Reacciones dispares se observaron en la Legislatura bonaerense ante lo que se define como un lanzamiento que “se consuma” del actual vicepresidente de la República, Daniel Scioli, para ser el candidato a gobernador, elegido por el presidente Néstor Kirchner.
A la vera de la ruta provincial número uno, el felipismo reunió a su tropa para analizar los avatares políticos junto a integrantes de su gabinete y casi la totalidad de los referentes legislativos en un cónclave informal.
El gobernador llamó a agruparse para “actuar en bloque” frente al nuevo panorama político y ante la “consumada” candidatura de Scioli, algo que incluso el propio gobernador había advertido en varias oportunidades, independientemente de la candidatura en cuestión. “La idea es avanzar, además de la gestión, en cuestiones de índole política para mantenernos agrupados, ya no como felipismo, sino como FpV, y ‘meterle’ política a la gestión”, resumió uno de los participantes de la reunión.
La intención de mínima de los felipistas es ocupar uno de los pocos lugares en la futura mesa de negociación donde se resolverán las listas de candidatos a legisladores nacionales y provinciales detrás de la fórmula K, que sería piloteada por Scioli. La de máxima, poner el copiloto.
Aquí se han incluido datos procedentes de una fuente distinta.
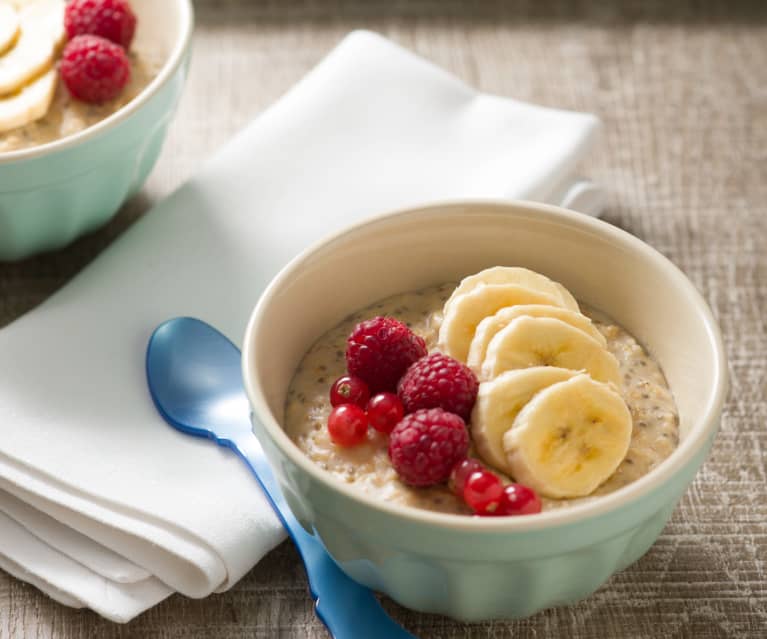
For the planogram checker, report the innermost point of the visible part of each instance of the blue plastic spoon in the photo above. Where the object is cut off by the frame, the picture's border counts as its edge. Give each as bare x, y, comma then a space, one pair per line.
195, 381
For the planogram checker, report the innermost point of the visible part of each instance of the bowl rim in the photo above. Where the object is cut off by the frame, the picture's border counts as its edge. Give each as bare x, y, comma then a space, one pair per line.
687, 449
168, 69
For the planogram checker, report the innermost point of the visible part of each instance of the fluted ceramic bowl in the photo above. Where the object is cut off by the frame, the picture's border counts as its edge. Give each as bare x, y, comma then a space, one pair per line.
52, 193
484, 568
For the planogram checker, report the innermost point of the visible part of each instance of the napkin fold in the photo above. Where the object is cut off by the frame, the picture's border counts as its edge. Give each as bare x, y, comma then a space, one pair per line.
101, 503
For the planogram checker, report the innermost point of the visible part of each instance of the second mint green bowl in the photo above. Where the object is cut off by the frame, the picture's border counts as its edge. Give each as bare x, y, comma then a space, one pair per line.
485, 568
53, 193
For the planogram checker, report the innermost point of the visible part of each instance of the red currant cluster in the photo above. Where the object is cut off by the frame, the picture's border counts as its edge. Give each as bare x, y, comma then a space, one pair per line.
486, 495
424, 418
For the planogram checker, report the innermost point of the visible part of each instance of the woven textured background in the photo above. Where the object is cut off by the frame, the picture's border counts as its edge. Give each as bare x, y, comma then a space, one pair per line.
682, 89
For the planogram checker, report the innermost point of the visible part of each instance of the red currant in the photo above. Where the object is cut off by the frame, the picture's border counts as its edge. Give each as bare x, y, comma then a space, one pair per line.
385, 411
461, 472
482, 492
348, 425
349, 390
518, 499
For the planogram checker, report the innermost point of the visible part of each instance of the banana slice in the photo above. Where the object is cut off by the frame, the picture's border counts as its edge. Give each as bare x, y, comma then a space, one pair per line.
520, 277
42, 31
545, 341
569, 438
498, 403
9, 26
466, 311
490, 326
30, 104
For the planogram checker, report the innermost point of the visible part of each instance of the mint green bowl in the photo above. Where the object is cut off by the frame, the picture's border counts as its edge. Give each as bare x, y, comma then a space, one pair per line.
53, 193
471, 568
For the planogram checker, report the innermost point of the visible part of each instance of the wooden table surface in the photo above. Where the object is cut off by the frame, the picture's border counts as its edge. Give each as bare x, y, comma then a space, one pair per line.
682, 90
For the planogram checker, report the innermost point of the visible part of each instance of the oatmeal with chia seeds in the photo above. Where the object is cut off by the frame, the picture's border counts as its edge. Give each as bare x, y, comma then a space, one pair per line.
653, 414
65, 66
67, 116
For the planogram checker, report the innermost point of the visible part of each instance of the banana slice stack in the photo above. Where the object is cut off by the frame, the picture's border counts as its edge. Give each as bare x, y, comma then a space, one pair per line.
31, 32
549, 410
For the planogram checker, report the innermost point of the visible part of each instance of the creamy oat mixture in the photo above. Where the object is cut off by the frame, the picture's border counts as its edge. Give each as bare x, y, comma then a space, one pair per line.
68, 116
655, 431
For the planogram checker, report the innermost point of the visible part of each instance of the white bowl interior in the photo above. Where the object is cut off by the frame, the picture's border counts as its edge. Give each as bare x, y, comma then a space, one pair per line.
163, 31
603, 267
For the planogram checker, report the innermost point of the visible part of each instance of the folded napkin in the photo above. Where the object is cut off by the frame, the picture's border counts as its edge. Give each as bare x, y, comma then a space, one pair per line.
101, 503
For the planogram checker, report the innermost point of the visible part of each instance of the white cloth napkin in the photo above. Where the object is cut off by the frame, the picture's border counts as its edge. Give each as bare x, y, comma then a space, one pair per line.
101, 503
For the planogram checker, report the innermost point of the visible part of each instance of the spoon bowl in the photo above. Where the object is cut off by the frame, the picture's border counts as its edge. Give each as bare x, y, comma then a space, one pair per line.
194, 377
Pero claro, no todo fue música para los oídos del felipismo. Algunos influyentes legisladores se animaron a sostener que la solidez que parece esbozar la candidatura de Scioli no amerita “salir corriendo con el paraguas para el aeropuerto como en los 70”, en clara referencia a algunos referentes del FpV que se encontraron con el candidato en Aeroparque.
La explicación que dan tiene sabor a derrota, pero no ya dentro del felipismo sino de sectores que siempre mantuvieron mejor diálogo con la Casa Rosada que con la gobernación. “Scioli es un candidato que responde a una agenda que no es la que nosotros tratamos de imponer, y esa agenda es la que empuja a este candidato que es tan nuestro como de nuestros adversarios políticos”, detallan.
En las bancadas de ambas cámara del PJ, la decisión partidaria se internalizó con rapidez, pero la procesión va por dentro. “Pensé que iban a estar todos arrodillados, pero los encontré a todos arrastrándose”, dijo alguien que se hace escuchar pero que en estas parece haber tirado la toalla.
En la oposición demoran una reacción contundente y temen que todo sea una “puesta en escena”. No obstante, la mirada se centra, por el momento, en los papeles del hombre de Ramos Mejía a quién se está refiriendo, ya que en la nota no lo menciona. Pocos son los que se animaron a pronunciarse sobre el candidato como tal y los que lo han hecho lo hicieron a “título personal”.